Sanki Rahip Bahira’nın sandığı!
Bir sandık kutsamasıdır gidiyor... Hesabı sandıkta verirlermiş! Millet sandıkta hesap sorarmış!
Hukukun, yargının, sandıkla ne gibi bir alâkası olduğuna dâir bir argüman yok, yalnızca bir sandıktır gidiyor...
Sanki dünyada ve bu ülkede yolsuzluk soruşturmalarıyla düşen ya da istifa eden hükümet yokmuş gibi!
Sanki, ‘Rahip Bahira’nın sandığı’ mübârek...
Sanki, sandık veya sandıktaki oylar hiç çalınmamış, Mamak çöplüklerinde binlerce oy bulunmamış gibi...
Soruşturmalar başladı, savcılar görevden alındı... İş yoğunluğu olduğu gerekçesiyle görevden alınan savcıların yerine 3 savcı birden atandı... Sonra yolsuzluk dosyaları onlardan da alınarak bir tek savcıya verildi...

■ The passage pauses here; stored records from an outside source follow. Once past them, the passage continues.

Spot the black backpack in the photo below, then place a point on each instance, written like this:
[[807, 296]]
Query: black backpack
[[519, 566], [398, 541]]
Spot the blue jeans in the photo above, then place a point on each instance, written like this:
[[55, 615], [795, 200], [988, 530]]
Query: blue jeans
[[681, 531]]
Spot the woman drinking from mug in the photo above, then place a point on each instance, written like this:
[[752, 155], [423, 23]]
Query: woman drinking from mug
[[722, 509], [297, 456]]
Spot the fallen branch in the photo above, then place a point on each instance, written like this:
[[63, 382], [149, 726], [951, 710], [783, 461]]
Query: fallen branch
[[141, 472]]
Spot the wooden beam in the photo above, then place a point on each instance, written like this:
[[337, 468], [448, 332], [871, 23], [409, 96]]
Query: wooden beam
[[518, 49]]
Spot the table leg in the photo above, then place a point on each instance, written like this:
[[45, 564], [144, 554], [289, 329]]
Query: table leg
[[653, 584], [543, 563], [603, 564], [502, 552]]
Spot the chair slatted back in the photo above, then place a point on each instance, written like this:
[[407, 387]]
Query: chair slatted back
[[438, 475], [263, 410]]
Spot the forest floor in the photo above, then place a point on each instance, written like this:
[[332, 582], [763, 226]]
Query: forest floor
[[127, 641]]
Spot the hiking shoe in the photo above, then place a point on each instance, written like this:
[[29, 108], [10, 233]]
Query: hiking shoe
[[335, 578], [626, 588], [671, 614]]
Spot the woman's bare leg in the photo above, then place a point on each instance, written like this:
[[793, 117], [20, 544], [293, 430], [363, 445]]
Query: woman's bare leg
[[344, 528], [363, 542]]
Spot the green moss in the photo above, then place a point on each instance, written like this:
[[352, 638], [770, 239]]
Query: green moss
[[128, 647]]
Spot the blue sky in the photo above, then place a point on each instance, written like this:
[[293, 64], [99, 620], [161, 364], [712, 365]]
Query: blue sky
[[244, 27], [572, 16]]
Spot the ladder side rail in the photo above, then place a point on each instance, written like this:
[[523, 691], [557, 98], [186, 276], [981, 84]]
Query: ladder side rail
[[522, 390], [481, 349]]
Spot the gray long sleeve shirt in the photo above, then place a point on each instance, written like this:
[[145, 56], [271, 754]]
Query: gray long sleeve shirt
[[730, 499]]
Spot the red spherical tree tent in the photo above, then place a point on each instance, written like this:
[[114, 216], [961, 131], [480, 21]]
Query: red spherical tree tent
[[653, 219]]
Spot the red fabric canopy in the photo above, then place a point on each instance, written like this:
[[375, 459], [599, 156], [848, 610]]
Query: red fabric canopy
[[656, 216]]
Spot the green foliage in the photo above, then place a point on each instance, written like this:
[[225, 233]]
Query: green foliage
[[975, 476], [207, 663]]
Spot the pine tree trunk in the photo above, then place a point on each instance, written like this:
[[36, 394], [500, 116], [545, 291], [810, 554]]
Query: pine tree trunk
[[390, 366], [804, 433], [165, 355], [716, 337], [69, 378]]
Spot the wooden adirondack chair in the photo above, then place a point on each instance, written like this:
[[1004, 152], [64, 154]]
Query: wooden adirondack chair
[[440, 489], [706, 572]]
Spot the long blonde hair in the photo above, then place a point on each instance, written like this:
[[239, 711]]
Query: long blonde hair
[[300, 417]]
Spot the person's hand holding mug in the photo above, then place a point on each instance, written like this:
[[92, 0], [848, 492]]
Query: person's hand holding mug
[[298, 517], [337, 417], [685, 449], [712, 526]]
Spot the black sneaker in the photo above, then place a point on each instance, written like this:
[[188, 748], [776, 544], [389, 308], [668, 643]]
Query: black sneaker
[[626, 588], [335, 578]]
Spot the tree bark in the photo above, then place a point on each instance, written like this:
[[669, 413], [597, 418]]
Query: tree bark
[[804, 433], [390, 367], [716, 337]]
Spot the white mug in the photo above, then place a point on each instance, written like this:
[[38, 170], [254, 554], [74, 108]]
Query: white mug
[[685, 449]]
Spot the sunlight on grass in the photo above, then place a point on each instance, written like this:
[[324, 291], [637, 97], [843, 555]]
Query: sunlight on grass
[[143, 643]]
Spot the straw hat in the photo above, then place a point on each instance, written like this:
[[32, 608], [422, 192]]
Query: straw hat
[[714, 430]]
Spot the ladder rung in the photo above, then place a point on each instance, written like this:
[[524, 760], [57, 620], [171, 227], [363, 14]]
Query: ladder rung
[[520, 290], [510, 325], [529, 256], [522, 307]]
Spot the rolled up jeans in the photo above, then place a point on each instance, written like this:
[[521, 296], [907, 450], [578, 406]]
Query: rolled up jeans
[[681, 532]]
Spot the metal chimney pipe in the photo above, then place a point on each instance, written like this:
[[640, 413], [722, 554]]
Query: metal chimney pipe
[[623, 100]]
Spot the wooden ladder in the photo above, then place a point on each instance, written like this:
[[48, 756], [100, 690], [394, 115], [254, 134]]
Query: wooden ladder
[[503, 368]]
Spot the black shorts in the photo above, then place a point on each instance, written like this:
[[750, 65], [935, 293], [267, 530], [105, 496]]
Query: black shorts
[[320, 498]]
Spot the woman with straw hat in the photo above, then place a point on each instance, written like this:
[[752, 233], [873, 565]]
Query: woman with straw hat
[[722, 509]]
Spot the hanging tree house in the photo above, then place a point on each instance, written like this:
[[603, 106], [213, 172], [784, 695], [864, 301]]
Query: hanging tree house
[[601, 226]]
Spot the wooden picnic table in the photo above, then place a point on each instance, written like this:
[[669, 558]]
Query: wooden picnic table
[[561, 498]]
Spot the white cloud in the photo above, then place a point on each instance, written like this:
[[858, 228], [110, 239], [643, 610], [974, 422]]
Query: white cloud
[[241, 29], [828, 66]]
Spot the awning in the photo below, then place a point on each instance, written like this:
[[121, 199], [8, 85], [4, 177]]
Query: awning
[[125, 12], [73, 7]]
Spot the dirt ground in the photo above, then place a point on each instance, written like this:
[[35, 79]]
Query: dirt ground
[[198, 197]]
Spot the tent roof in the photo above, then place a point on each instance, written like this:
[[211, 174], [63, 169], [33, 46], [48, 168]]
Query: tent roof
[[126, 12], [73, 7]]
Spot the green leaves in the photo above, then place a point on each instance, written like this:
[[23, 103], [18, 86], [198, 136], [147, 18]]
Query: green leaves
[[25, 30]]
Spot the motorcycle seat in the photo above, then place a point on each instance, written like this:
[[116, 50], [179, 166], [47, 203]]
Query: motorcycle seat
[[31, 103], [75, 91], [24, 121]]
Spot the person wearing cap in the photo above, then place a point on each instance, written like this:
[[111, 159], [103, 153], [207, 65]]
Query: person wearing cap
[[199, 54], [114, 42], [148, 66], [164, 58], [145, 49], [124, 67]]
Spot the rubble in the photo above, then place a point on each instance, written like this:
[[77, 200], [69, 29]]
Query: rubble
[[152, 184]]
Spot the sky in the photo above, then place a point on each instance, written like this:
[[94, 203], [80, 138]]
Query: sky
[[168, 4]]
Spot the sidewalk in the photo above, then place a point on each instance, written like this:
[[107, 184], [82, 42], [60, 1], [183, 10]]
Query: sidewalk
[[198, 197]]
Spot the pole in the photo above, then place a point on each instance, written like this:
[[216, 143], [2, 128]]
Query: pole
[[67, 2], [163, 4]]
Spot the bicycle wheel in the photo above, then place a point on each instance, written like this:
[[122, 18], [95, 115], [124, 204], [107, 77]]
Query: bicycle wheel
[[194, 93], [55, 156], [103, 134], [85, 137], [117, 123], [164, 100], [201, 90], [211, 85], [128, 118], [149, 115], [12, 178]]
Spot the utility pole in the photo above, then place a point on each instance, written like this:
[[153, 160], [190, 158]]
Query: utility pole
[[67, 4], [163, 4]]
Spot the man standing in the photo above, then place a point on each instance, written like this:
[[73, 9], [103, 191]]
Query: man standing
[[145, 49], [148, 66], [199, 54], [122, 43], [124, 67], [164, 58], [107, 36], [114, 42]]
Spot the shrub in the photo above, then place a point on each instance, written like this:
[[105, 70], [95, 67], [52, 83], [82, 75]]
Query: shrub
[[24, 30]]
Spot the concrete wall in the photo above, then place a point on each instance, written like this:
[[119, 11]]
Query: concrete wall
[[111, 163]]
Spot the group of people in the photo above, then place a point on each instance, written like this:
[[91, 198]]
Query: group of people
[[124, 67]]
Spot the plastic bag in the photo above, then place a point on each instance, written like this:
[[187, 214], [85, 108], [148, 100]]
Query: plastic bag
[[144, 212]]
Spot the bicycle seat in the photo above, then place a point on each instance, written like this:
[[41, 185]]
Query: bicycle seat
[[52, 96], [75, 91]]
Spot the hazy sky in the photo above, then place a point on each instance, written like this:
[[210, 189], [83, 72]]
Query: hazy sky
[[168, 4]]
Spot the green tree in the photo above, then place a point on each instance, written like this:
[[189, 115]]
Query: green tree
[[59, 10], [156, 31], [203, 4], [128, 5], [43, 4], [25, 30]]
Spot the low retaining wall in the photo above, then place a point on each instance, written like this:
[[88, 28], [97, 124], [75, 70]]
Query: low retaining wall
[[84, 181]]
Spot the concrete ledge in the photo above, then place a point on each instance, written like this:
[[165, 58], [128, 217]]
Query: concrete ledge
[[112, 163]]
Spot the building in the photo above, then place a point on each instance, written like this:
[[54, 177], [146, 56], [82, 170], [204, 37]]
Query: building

Başbakan’ın yolsuzluk soruşturmasında adı geçen oğlunun ifâdesi bile alınamadı... Yeni atanan savcılar tarafından Başbakan’ın oğlunun gözaltı kararı kaldırıldı...
Görevden alınan savcıların beraber çalıştığı polisler görevlerinden alındı....
Rıza Sarraf’ın ortağı İran’da tutuklandı, milyonlarca dolar rüşvet verdiği iddia edilen Rıza Sarraf hakkında, “Tanırım, hayırsever bir iş adamıdır” dediniz...
İzmir’de yolsuzluk soruşturması başladı, İzmir emniyeti hallaç pamuğu gibi atıldı, savcılar görevlerinden alındı...
Adana’da TIR’lar yakalandı, “İçinde Türkmenlere insanî yardım vardı” dendi, meşrûiyet Türkmenler üzerinden söylenen ‘yalan’la devşirilmeye çalışıldı... TIR’ların aranması kararını veren savcılar, komutanlar görevlerinden alındı...
Sabah ve atv’nin satışı için iş adamlarına yüz milyonlarca dolar “salma” yapıldığına dair telefon görüşmeleri yayınlandı, iş adamlarının yurt dışına çıkış yasağı kaldırıldı...
Urla’da ve Sapanca’da Başbakan ve ailesine ait olduğu iddia edilen villaların fotoğrafları ve Urla villalarının inşaatındaki usûlsüzlükler ve imar yolsuzlukları yayınlandı, “Urla villalarında imar usûlsüzlükleri vardır” diyen İzmir Çevre ve Şehircilik Müdürü görevinden alındı...
Başbakan’ın oğlunun vakfı TÜRGEV hesaplarına yatırılan yüz milyonlarca dolar para hareketleri yayınlandı, işporta fıkıhçısı Hayretin Karaman komisyon ve rüşvet fetvâsı verdi...
Dört Bakan hakkında fezleke verildi, ardından Adâlet Bakanı hakkında fezleke verildi, fezlekeler iâde edildi, Adâlet Bakanı kendisi hakkında fezleke veren savcıyı arayarak baskı yaptı, Başbakan, “Fezlekeler muvâzâlıydı iâde ettik, polisler yanlış yaptı görevden aldık” dedi...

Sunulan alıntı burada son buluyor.